The possible uses for the information embodied in the Semantic Network are easy to imagine but difficult to realize in an automated environment and await software development for full exploitation. The semantic types should, nevertheless, make it possible for computer systems to organize biomedical concepts effectively and to reason about the possible and probable relationships among different types of concepts (Lindberg & Humphreys, 1989). Such systems may employ linguistic parsing techniques for automated indexing of biomedical literature or automated analysis of clinical data. Use of the Semantic Network may assist in query formulation, interactive query refinement, or simply graphical browsing of the Metathesaurus (McCray & Hole, 1990).

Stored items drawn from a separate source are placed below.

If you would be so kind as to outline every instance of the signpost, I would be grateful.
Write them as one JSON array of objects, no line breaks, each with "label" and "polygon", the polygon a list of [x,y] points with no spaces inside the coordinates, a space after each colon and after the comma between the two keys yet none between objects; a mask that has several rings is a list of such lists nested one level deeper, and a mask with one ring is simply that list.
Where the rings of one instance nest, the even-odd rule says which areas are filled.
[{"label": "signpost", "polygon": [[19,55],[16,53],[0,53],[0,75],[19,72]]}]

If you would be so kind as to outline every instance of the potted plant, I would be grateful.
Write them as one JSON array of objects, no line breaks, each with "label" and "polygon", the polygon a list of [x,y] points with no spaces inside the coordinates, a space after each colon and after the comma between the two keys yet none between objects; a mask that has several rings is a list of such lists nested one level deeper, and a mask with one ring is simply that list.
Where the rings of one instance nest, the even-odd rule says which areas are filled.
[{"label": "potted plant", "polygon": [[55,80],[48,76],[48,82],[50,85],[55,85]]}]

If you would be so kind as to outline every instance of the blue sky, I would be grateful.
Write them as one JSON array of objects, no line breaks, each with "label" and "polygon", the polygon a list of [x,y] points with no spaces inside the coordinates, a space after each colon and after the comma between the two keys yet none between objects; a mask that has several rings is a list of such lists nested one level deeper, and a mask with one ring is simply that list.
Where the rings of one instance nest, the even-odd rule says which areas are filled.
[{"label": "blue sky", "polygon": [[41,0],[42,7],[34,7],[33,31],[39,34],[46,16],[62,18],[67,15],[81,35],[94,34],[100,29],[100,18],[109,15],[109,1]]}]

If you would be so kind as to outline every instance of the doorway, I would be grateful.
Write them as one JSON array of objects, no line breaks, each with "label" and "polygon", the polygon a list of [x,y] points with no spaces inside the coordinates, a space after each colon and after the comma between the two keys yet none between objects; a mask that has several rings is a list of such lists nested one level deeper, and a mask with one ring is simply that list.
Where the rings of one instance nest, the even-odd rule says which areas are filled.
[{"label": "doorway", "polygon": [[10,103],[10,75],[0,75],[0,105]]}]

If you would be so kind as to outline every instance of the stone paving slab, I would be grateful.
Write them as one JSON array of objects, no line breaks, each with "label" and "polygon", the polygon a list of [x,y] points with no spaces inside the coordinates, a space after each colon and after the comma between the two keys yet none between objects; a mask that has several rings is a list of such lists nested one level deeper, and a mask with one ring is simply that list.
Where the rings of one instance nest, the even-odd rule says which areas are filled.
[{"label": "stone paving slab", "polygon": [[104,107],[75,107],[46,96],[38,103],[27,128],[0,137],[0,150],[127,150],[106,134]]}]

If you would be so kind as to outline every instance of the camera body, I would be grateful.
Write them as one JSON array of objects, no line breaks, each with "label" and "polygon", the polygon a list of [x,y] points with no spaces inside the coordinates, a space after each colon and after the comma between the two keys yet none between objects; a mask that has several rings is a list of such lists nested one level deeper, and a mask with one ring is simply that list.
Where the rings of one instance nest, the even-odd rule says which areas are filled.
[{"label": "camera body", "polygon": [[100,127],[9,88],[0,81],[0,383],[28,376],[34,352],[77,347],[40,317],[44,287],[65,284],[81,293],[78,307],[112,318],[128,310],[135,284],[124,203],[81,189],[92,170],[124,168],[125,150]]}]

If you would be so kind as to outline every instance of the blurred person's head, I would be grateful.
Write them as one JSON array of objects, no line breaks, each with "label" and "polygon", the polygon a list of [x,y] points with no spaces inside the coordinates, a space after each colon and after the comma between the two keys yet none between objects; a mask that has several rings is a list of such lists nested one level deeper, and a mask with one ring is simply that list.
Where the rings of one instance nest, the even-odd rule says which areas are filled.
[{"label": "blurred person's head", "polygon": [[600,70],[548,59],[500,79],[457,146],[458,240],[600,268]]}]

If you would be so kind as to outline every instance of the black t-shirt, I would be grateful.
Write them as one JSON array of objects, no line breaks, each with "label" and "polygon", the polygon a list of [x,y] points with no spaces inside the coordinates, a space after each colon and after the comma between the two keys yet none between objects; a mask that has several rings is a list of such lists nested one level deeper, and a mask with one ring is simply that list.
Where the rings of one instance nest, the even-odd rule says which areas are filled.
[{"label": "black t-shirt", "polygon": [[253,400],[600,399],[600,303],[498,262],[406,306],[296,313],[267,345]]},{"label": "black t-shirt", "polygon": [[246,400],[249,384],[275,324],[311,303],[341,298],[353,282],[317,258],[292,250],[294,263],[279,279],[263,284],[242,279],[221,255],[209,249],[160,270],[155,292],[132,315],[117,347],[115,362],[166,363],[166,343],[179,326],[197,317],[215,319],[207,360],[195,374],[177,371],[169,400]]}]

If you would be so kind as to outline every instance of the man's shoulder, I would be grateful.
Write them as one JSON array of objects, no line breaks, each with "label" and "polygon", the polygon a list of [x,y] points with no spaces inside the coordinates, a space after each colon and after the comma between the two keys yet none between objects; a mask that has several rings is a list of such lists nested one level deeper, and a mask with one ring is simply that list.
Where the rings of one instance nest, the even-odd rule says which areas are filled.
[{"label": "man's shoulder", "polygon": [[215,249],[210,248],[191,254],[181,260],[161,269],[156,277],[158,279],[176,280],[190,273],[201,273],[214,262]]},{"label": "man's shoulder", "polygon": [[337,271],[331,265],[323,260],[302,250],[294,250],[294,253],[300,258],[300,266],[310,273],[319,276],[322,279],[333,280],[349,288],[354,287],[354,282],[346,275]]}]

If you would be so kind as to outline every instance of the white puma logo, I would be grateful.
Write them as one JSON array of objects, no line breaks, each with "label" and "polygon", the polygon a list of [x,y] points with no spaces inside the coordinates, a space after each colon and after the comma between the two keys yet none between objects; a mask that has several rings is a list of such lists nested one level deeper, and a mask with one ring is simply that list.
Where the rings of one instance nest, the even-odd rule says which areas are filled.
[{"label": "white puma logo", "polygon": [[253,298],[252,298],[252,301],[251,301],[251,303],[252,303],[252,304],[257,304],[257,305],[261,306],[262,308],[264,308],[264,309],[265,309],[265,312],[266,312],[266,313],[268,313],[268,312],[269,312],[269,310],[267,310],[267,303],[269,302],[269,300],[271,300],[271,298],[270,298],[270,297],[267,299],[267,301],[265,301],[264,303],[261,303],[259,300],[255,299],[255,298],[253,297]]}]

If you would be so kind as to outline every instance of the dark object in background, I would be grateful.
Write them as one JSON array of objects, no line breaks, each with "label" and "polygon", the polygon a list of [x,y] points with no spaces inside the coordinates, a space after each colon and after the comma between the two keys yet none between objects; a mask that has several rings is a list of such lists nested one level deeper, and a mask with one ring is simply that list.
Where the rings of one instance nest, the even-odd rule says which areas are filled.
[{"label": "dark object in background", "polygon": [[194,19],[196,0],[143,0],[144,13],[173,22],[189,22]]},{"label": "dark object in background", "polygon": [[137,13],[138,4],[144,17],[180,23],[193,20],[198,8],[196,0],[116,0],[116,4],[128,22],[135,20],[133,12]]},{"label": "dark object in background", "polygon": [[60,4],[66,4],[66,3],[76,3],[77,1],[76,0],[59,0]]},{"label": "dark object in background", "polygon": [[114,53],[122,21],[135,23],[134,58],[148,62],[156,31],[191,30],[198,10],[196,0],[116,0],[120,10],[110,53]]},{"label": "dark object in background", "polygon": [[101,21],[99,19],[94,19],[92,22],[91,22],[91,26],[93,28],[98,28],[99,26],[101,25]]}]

Future editions of the Semantic Network may see additional relationships among existing semantic types and the addition of new semantic types. Adding new semantic types naturally involves possible reassignment of semantic types to Meta concepts, increasing the complexity of the updating program.

Bishop and Ewing (1992) have suggested that the UMLS developers missed an important link between the Metathesaurus and the Semantic Network by not relating Meta unique term identifiers to semantic types in some way. Meta does not use a hierarchical coding scheme, as do most of the vocabularies being merged. Coding of concepts is helpful for establishing consistent recognition of concepts as opposed to the names for concepts (names may change over time and among environments), for recognizing concepts in different languages, and for efficiently maintaining compatibility between systems. Meta uses random coding, that is, a coding that carries no information about how one concept is related to another. Were the coding itself to reflect in some way the hierarchical relationships among terms as represented by the semantic types, users could more easily extract classes of concepts. Bishop and Ewing (1992) further suggest that, even though most existing coding schemes differ stylistically, the hierarchies they are based on are quite similar and could form the basis of an ideal arrangement of medical knowledge for the future. The UMLS developers might have extended the idea of thesaurus integration, with its empirical founding, to the Semantic Network that purports to organize the concepts in them.

The Property of Semantic Locality

Because it functions as a thesaurus, the Metathesaurus is fundamentally a device for organizing meanings. It should do this in a way that permits a user seeking a term for a meaning to find that term by navigating its relationships to other terms. A thesaurus makes this possible by giving to each of its terms a semantic locality. Semantic locality has other uses as well, including establishing what is generally relevant to a given concept, or what may be relevant in a given situation (Nelson et al., 1992, p. 213).

The provision of semantic locality in the UMLS is particularly generous and goes beyond other thesauri. It is provided by semantic types; by term information that includes synonyms, related terms, and lexical variants; by co-occurrence data; and by contextual data, or, a term's parents, siblings, and children derived from the source vocabularies (Nelson et al., 1992, p. 210). Even though the contextual data may differ or even conflict, the differences may reflect the different intentions and viewpoints of the source vocabularies, and may have value as such. All of these elements help to establish meanings, locate more general and more specific terms, and find potentially useful relationships between terms.